The Prime Minister announcing the withdrawal of the legal tender status of Rs 500 and Rs 1000 notes was conceived as a surgical strike on black money. At the same time, the demonetisation of currency is intended to push the economy towards a less cash society. In a less cash society, the menace of black money can be controlled to a large extent. The notion of demonetisation of currency is not novel. Mario Draghi, the President of European Central Bank, proposed the idea of scrapping €500 notes early this year. The move was mainly to curb funding for terrorism and to lift the economy from deflation. Kenneth Rogoff, in his latest book, The Curse of Cash, also proposed the idea of moving towards a less cash society. He recommended the phasing out of $100 bills, followed by $50 and $20. According to Rogoff, move towards less cash society can help boost economic growth by shoving the economy to negative interest rate territory. Negative interest rate regime discourages savings, inducing the people to spend more, which can add up to the GDP of a country.

Demonetisation is among the various steps taken by the Central Government for fulfilling one of the key promises made during the 2014 Lok Sabha election campaign – fight against black money. The first step in this battle was the introduction of Income Declaration Scheme (IDS), which came into force on June 1, 2016. IDS should be considered successful, as the Government was able to gather around Rs 65,000 crore from this exercise[i]. Even though the Prime Minister had warned of stern action against those who did not come clean with IDS, the demonetisation of higher denomination notes came as a surprise.

A Cash Intensive Economy: The Indian Case

As on March 2016, there were around 25 million credit card holders and around 662 million debit card holders[ii] in the country. Yet, in India, 95 per cent of transactions are still made in cash[iii], which shows there is a huge potential being untapped. India spends a whopping Rs 21,000 crore[iv] a year for maintaining physical cash and is one of the most cash intensive economies in the world. Cash-to-GDP ratio of India stands at 12 per cent, whereas it is only around four per cent for developing countries such as Mexico and Brazil[v]. The above statistics depict the urgency to move towards a less cash society. That the Government is encouraging the use of plastic money is evident from its decision to bear the transaction cost for all payments made through credit cards/debit cards/net banking.

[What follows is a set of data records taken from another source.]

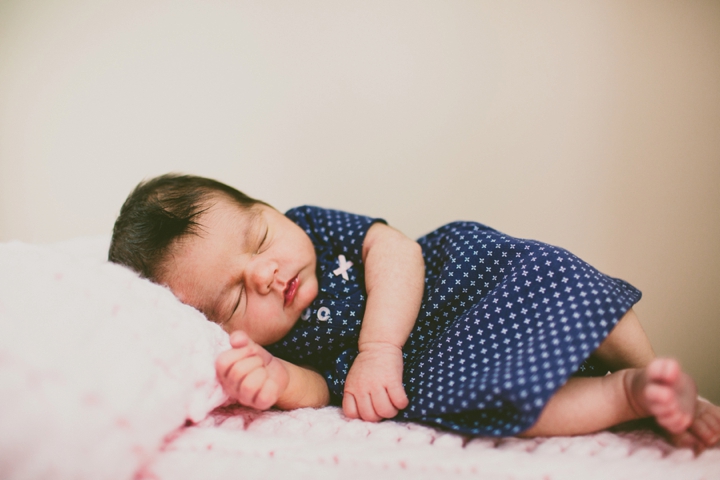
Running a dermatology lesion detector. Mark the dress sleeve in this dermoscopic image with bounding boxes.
[285,206,387,263]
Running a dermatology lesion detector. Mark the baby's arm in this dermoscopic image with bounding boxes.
[215,331,330,410]
[343,223,425,422]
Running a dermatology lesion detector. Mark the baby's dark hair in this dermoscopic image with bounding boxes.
[108,173,267,282]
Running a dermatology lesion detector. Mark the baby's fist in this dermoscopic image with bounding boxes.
[215,331,289,410]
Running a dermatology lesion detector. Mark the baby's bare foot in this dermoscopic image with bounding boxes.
[625,358,697,436]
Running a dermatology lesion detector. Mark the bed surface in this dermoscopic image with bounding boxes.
[0,237,720,480]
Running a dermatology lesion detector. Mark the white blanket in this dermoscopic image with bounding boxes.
[0,238,720,480]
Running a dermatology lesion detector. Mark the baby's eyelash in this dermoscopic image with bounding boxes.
[257,227,270,253]
[231,285,245,323]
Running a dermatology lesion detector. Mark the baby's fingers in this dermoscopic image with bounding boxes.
[343,392,360,418]
[253,376,280,410]
[215,346,256,380]
[370,389,398,421]
[237,366,272,410]
[220,356,264,398]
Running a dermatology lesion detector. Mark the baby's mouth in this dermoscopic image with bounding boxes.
[284,276,300,307]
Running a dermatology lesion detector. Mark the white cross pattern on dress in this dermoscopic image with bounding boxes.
[333,255,352,280]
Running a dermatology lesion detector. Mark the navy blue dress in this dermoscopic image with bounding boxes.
[268,206,641,436]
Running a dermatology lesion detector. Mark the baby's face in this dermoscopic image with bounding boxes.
[160,198,318,345]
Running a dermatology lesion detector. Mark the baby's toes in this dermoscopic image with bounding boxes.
[690,404,720,447]
[646,358,681,383]
[655,409,692,433]
[643,383,677,416]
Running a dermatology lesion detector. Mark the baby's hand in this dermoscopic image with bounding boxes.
[343,343,408,422]
[215,330,289,410]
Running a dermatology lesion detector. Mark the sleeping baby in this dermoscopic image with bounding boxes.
[109,174,720,451]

In August 2016, the Finance Ministry constituted a high-level committee headed by former Finance Secretary Ratan P Watal for suggesting measures to encourage card payments through various incentives such as tax rebates and cash back schemes[vi]. Another big step in this regard was the introduction of Unified Payment Interface (UPI) by the Reserve Bank of India (RBI) in August 2016. Thus, various measures adopted by the Government and the RBI over the last two years indicate that both the entities are encouraging the move towards a less cash society. By limiting money circulation in the economy, interest rates will come down, which will fuel the country’s economic growth.

Why Rs 500 and Rs 1000 notes?

Now, what needs to be analysed is why the Government and the RBI targeted Rs 500 and Rs 1000 notes? As on March 2016, Rs 16.42 lakh crore worth of bank notes were in circulation, of which Rs 14.18 lakh crore were Rs 500 and Rs 1000 notes[vii]. This means that of the total 9026 crore bank notes, around 2200 crore are in the denominations of Rs 500 and Rs 1000, which amounts to around 25 per cent of the total number of notes in circulation. During 2011–16, the circulation of currency (of all denominations) increased by around 40 per cent. In the same period, the circulation of Rs 500 and Rs 1000 notes also increased by 76 per cent and 109 per cent, respectively. It clearly shows that there is an excessive usage of high denomination currency in the economy.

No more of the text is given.